- Born: 1971 (age 54–55) Goor, Netherlands
- Education: Mechanical engineering
- Scientific career
- Fields: Medicine

= Robin Koops =

Dutch inventor

Robin Koops (born 1971) is a Dutch mechanical engineer, designer and inventor. He is known for developing an artificial pancreas.

== Early career ==
Koops is the son of a metalworker from Stork. He went to the Middelbare Technische School (MTS), a technical school and form of vocational education. He started his career as a designer for the meat packing industry. Next to general appliances he designed schnitzel flatteners, machines to remove the clips from sausages after drying, and machinery to create a cross carving on beef.

== Development of the artificial pancreas ==
=== Diabetes diagnosis ===
In 1998 Koops was diagnosed with diabetes type 1 The disease forces patients to continuously pay attention to their body, or suffer serious consequences. Koops found this very inconvenient, and began to think of a mechanical replacement for his failing pancreas in about 1994. After he found that no patents existed for such a machine, he started a new career as an inventor. This was in about 2004. He founded the company Inreda Diabetic, which develops the Inreda AP.

=== Automated insulin delivery system and artificial pancreas ===

Automated insulin delivery systems that were available up to 2020, consist of three distinct components: a continuous glucose monitor to determine blood sugar levels, a pump to deliver insulin, and an algorithm that uses the data from the CGM to send commands to the pump.

The Artificial Pancreas differs from Automated insulin delivery systems by also having a pump for glucagon. This makes that it far better resembles a pancreas than an automated insulin delivery system that only delivers insulin.

== Inreda Diabetic ==
Koops started to develop his artificial pancreas (AP) in 2004. In 2007 the Dutch Diabetes Fonds (Diabetic Fund) started to support and finance his work. In 2010 the Academic Medical Center (Amsterdam) in Amsterdam received 10.5 million euros from the European Union for development of the AP. In 2011 clinical studies started.

In 2019 Koops and his company Inreda Diabetic received the Nationaal Icoon (national icon) prize, a yearly prize awarded by the Ministry of Economic Affairs and entrepreneurial organizations for innovative companies.

Apart from safety, usability is paramount for the AP. The first prototype looked like a rollator. It had wheels, a programmable logic controller and two built in laptops. In 2010 a wearable prototype, the size of a backpack was made. The next prototype was the size of a box on the user's belt.

In 2021 a prototype of Inreda's artificial pancreas was included in the collection of science museum Boerhaave in Leiden. It is placed next to the Artificial kidney, developed by Willem Johan Kolff. This was also remarkable because Koops was inspired by Kolff's story when visiting the museum.

== Inreda AP ==
=== CE marking ===
The artificial pancreas developed by Inreda Diabetic is called the Inreda AP. In February 2020 Inreda Diabetic received the CE marking for the Inreda AP, which guarantees safety. After the CE marking came in, steps were taken to further reduce size, to scale up production, and to set up training and customer service. Meanwhile, research on the AP continues.

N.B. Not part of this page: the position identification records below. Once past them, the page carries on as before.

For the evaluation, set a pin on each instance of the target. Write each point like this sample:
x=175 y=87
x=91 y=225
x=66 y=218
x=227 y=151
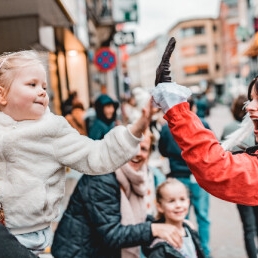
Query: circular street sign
x=105 y=59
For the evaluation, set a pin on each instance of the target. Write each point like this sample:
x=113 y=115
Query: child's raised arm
x=141 y=124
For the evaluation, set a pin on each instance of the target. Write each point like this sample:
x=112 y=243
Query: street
x=226 y=227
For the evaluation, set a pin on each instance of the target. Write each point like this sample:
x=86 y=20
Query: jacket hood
x=100 y=102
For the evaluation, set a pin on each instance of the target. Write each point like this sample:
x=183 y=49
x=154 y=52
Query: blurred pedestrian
x=105 y=119
x=10 y=247
x=238 y=112
x=202 y=104
x=248 y=214
x=67 y=105
x=173 y=206
x=199 y=198
x=76 y=117
x=106 y=215
x=36 y=145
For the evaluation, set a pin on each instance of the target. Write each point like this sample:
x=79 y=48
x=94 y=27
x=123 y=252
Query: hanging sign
x=105 y=59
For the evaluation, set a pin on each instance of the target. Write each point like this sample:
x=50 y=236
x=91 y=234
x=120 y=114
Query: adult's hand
x=168 y=233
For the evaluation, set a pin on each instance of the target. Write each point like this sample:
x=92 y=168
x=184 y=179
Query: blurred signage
x=124 y=11
x=77 y=10
x=123 y=38
x=105 y=59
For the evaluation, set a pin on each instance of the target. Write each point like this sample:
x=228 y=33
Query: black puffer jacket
x=164 y=250
x=90 y=227
x=102 y=124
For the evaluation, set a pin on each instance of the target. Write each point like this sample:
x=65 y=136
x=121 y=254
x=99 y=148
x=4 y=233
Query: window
x=196 y=70
x=202 y=49
x=188 y=32
x=193 y=50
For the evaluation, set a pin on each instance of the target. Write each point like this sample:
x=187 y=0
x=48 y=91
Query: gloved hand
x=168 y=94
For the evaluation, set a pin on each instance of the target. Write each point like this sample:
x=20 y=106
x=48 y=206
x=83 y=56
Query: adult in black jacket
x=163 y=249
x=91 y=227
x=105 y=118
x=10 y=247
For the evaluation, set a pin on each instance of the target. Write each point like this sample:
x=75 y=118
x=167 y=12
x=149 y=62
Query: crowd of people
x=121 y=206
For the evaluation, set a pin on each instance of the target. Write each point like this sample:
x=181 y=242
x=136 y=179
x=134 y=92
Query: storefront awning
x=51 y=12
x=252 y=50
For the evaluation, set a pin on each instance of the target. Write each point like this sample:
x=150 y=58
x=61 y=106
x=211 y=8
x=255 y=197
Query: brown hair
x=253 y=83
x=237 y=107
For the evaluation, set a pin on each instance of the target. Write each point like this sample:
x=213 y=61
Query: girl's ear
x=3 y=100
x=159 y=208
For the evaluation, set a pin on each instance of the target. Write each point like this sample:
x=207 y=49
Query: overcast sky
x=157 y=16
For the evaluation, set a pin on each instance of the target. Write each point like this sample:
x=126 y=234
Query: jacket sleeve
x=94 y=156
x=230 y=177
x=103 y=203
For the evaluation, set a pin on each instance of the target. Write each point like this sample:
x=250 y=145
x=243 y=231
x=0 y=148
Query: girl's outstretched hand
x=141 y=124
x=168 y=233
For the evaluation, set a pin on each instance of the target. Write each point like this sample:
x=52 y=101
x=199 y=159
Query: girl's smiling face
x=252 y=109
x=27 y=98
x=174 y=203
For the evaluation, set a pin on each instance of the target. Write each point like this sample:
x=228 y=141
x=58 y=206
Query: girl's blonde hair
x=171 y=182
x=12 y=62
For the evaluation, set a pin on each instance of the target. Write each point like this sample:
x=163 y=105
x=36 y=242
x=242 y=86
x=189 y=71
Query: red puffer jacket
x=230 y=177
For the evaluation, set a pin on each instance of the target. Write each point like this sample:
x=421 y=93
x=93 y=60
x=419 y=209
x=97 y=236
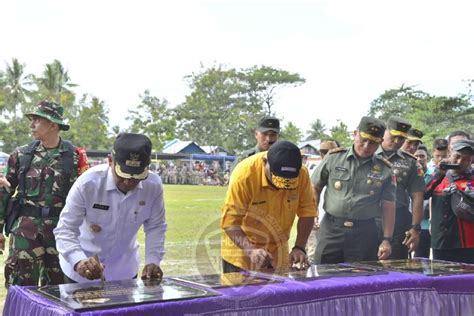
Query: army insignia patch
x=95 y=228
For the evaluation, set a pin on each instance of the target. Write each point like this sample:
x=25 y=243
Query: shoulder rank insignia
x=408 y=154
x=336 y=150
x=385 y=161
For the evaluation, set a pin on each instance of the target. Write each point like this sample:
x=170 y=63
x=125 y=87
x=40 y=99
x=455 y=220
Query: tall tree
x=89 y=125
x=15 y=91
x=317 y=130
x=436 y=116
x=263 y=82
x=341 y=134
x=217 y=112
x=153 y=118
x=291 y=133
x=55 y=84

The Inreda AP, as used in 2020, has two sensors. The sensors are a challenging part of an automated insulin delivery system or AP. The two sensors of the Inreda AP are exactly the same, and allow a measurement and a check of this measurement. In case of two differing measurements, the wearer has to check his blood the old way in order to determine which sensor is correct. Another reason to use two sensors, is that a sensor has to be replaced every week, and requires twelve hours to adjust, two of them are used. This measure allows a new sensor the time to adjust, and allows detection of problems.

=== In use with 100 patients ===
In October 2020 the health insurance company Menzis and Inreda started a pilot with 100 patients insured by Menzis, who use the AP instead of the traditional treatment.

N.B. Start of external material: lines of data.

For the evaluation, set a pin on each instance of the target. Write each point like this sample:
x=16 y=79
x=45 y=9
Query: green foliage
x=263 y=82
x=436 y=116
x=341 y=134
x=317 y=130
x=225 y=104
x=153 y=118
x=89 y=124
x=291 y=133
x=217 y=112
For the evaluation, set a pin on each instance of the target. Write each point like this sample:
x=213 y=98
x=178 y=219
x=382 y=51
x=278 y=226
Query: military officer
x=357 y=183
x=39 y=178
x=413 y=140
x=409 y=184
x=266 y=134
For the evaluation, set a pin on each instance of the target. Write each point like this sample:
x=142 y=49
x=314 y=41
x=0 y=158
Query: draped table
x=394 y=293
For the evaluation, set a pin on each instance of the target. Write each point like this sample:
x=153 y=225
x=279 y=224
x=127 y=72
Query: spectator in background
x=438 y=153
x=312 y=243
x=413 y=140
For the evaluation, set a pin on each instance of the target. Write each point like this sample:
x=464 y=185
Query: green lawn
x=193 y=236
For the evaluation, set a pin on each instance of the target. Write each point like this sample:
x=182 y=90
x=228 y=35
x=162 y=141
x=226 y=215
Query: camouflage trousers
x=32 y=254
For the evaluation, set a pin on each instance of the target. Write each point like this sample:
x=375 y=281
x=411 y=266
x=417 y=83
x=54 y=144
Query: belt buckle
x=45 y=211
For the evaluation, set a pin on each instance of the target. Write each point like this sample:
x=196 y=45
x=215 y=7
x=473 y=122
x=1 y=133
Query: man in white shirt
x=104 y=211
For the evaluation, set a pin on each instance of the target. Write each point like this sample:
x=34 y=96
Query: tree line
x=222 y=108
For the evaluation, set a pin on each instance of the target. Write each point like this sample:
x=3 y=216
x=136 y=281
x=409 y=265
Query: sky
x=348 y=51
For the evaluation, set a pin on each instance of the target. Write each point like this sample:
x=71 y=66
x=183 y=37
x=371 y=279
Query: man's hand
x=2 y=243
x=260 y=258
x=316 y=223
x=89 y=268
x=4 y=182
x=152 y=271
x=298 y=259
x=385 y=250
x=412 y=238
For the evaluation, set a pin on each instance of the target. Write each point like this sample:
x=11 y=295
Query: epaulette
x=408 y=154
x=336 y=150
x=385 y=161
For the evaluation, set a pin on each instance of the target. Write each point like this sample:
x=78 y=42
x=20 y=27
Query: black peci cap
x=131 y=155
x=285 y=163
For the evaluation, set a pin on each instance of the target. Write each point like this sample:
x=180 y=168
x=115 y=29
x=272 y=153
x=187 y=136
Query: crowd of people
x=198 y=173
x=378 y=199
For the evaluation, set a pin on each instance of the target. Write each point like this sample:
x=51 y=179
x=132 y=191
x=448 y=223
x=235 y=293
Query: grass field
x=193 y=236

=== General availability ===
The process to determine whether the Inreda AP should be included in the Dutch health insurance coverage is lengthy. In July 2021 the University Medical Center Utrecht was awarded 10 million euros to investigate (primarily) the cost efficiency of the AP. This investigation is expected to be completed in 2023, making that Dutch health insurance will not make the Inreda AP generally available before August 2024. The parties involved made it clear that patients could not volunteer for this investigation.

==Awards==
In 2019 Koops and his company Inreda Diabetic received the Nationaal Icoon (translation: National Icon) prize, awarded each year by the Ministry of Economic Affairs and entrepreneurial organizations for innovative companies. Furthermore, Robin Koops was awarded the 2024 Willem Kolff prize.